Schwab’s new subscription-based financial planning service shouldn’t scare advisors
If you are a NextGen RIA, you know better than to engage in the fear mongering. I have been monitoring Twitter and the number of people expressing their anxiety by tearing down Schwab’s new offering is astounding.
Some get back to center by realizing that the value they provide to their clients was never in question. That is what I’m going to write about today.
When you provide immense value you never need to look at your clients in a way that says they are not intelligent individuals. Whether you like or not, that is what you convey when you fear new innovations in your space.
You have three main paths to take when a new offering/service is introduced into the marketplace:
1. Copy them
We have seen what happens when you try to copy innovators without truly examining the strategy of wading into the waters with them…you get killed. Not only that, but you will end up wasting too much time and diminishing the value proposition you were already providing to your clients to begin with.
Do you remember when every firm was so worried about robo-advisors that they launched their own? Many of them have concluded that aimlessly following innovations without tying it to a core strategy will knock you off tilt.

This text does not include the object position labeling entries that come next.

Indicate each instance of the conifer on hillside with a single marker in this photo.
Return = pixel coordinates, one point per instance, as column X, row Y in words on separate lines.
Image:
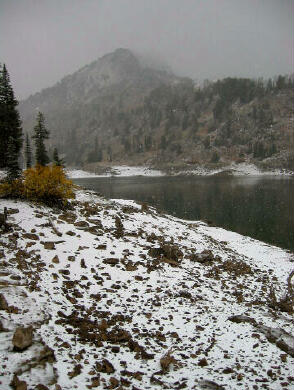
column 40, row 135
column 28, row 152
column 10, row 124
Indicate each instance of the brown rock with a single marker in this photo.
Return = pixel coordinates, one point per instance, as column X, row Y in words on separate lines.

This is a great time to suggest that you should be talking closely with your clients. Surveying them at regular intervals to get valid feedback on how you are currently doing things and new initiatives you are rolling out. They will be the first to speak up and say…’if you do this, we will not engage with it.”
Not nearly enough RIAs talk with their clients to help them build out new services and revenue streams.
2. Ignore them
Do this at your own peril. By ignoring them, you are saying that the change is fleeting and that the market will not support it.
Generally, firm owners get to this conclusion by examining their past experiences. Betterment didn’t squash RIAs with 1–2% AUM fees. Vanguard didn’t really make a dent either. As a matter of fact, I bet most of the clients they receive are DIY or high-level delegators who have never paid for advice and wanted a better way to manage their own investments.
This does not mean you should ignore new innovations…this is simply another way to get beat. For RIAs with no succession plan and aging partners, you can skip this part. For RIAs who have another decade left or who have succession planning strategies in place, make sure you take the steps to adapt to the current tech climate.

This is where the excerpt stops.